11 de marzo de 2019

70. La estrella


Mirar al cielo nocturno se ha vuelto una práctica tan rara en las grandes urbes que me quedo pensando si este mundo moderno ha cambiado los presagios por la satisfacción efímera que nos otorga una luz artificial. Solo ante un apagón la gente advierte que más allá de la electricidad, el sonido del silencio y la belleza del cielo nocturno son tesoros inagotables.

         Pero esa es nuestra verdad.
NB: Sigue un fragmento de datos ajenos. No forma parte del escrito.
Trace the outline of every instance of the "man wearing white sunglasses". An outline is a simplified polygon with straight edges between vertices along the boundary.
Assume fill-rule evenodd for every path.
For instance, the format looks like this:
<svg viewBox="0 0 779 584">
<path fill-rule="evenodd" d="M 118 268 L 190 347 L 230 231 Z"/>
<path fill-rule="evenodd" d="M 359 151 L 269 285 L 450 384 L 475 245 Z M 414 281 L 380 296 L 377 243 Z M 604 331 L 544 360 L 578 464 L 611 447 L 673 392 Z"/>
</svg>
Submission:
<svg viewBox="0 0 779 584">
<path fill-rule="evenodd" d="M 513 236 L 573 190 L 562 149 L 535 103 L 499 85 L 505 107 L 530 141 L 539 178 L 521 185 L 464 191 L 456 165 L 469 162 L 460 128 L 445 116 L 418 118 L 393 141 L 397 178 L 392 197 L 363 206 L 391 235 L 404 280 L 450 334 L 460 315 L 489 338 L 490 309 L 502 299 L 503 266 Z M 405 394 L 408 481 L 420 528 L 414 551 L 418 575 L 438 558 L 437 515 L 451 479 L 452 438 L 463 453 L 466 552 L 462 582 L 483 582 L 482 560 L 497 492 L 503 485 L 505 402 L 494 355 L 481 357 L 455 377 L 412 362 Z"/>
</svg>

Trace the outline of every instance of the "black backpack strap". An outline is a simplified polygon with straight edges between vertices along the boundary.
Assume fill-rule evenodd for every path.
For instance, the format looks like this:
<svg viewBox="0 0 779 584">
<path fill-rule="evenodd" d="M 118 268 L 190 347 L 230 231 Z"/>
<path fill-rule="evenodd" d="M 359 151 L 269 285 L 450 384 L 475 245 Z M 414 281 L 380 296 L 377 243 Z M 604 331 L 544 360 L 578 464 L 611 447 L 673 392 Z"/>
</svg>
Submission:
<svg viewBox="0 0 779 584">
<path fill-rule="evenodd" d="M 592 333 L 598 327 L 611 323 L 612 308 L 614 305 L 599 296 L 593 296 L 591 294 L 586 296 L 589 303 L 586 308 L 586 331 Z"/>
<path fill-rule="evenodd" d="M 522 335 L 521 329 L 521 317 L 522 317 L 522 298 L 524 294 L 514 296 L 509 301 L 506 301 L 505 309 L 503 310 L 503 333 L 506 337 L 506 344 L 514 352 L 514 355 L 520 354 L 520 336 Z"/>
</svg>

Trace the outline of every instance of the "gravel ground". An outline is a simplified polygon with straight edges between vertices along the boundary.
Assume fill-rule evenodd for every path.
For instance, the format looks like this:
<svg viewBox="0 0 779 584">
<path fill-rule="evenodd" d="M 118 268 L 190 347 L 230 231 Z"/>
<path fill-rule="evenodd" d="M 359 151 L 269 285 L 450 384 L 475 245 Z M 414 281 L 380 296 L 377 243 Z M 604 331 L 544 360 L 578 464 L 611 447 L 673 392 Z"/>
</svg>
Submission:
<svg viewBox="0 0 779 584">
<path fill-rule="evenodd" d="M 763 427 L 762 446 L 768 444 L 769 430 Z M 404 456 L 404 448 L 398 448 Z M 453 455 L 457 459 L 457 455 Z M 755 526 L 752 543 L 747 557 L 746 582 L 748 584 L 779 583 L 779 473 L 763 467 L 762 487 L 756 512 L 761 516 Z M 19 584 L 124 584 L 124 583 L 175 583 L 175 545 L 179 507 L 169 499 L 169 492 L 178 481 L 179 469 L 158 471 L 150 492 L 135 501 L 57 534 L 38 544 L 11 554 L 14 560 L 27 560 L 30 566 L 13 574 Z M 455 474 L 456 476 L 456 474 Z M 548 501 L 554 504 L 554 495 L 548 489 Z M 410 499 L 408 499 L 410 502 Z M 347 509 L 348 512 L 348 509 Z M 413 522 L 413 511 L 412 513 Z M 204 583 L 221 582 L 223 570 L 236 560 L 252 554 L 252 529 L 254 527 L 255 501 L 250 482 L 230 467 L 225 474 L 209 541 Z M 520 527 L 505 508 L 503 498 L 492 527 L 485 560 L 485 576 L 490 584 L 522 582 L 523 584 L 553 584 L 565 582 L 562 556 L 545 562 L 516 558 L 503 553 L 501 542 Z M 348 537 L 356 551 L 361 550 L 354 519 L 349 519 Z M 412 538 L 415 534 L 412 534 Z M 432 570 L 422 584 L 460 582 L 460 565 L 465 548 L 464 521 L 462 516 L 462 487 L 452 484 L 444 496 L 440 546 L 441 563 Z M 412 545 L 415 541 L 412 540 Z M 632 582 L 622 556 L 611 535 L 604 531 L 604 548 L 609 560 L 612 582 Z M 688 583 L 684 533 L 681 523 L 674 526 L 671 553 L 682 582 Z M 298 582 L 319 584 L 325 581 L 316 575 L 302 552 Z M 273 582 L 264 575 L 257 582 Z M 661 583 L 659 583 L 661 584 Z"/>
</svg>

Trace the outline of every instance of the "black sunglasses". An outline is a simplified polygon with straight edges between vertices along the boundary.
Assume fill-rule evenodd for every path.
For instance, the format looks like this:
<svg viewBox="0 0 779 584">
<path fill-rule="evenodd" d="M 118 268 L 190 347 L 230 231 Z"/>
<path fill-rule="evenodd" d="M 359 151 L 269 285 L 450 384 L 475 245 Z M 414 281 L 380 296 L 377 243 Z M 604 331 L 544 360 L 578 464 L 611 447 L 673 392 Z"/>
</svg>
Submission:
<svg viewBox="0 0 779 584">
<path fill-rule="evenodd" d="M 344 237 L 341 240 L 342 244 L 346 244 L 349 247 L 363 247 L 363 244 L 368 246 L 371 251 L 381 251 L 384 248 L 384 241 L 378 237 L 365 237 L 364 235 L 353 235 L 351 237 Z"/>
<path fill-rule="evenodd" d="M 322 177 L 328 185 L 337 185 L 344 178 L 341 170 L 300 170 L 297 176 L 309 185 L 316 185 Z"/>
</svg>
La electricidad nos ha regalado un mundo de estruendo que parece no dormir (recordemos uno de los tantos nombres con el que se conoce a Nueva York) y en esa lluvia de luces artificiales, coloridas y vistosas, nos sumergimos en el ruido cotidiano que no cesa mientras cerramos los ojos y los oídos al espectáculo que nos ofrece la naturaleza.
         Me gusta el mar porque en la distancia aún puedo ver las constelaciones tejidas en el firmamento. Me gusta el desierto porque el silencio de la noche estrellada es la posibilidad de un encuentro con la paz interior. Me gusta la montaña porque en su grandeza es posible admirar la noche bordada de diamantes.
         Y, sin embargo, aquí estoy en esta selva de concreto, hundida en un mar de luces cuya frialdad poco o nada me motivan. Me he recluido en las sombras, incluso al estar bajo la luz de una lámpara, porque lastima esta luz artificial. Y cada noche tejida en mi calendario busco una estrella, “la estrella” que me oriente en esta selva sin brújula.
         La primera estrella de la mañana, la primera estrella de la noche, las formaciones de estrellas unidas bajo un mismo zodiaco, todas son una belleza rara para quienes vivimos en estos días de satisfacciones efímeras. Quién diría que la humanidad se rigió durante miles de años por esas estrellas, incluso la tradición judeocristiana está marcada por una estrella que definió un antes y un después para su doctrina.
         Y pensar que solo se trata de restos estelares dispersos por todo el universo, que brillan mientras reflejan la luz de un sol que arde sobre sí mismo. Estrellas que viajan, estrellas que caen y se impactan contra planetas y satélites en cada galaxia, estrellas que permanecen en su sitio desde el origen de los tiempos.
         Se ha dicho que “polvo eres y en polvo te convertirás”. Al menos esa es la consigna de la tradición judeocristiana. Pero me gusta creer que al morir nos convertimos en polvo de estrellas y un poco de las cenizas que quedan de nuestra memoria. Esa magia no habita en la luz artificial que ilumina al mundo civilizado, esa es una ilusión para ocultar la esclavitud de un día que se prolonga con electricidad.
         Pero el silencio es sabio y la noche, un tesoro que no valoramos con su manto estrellado. Vivamos pues en la mentira.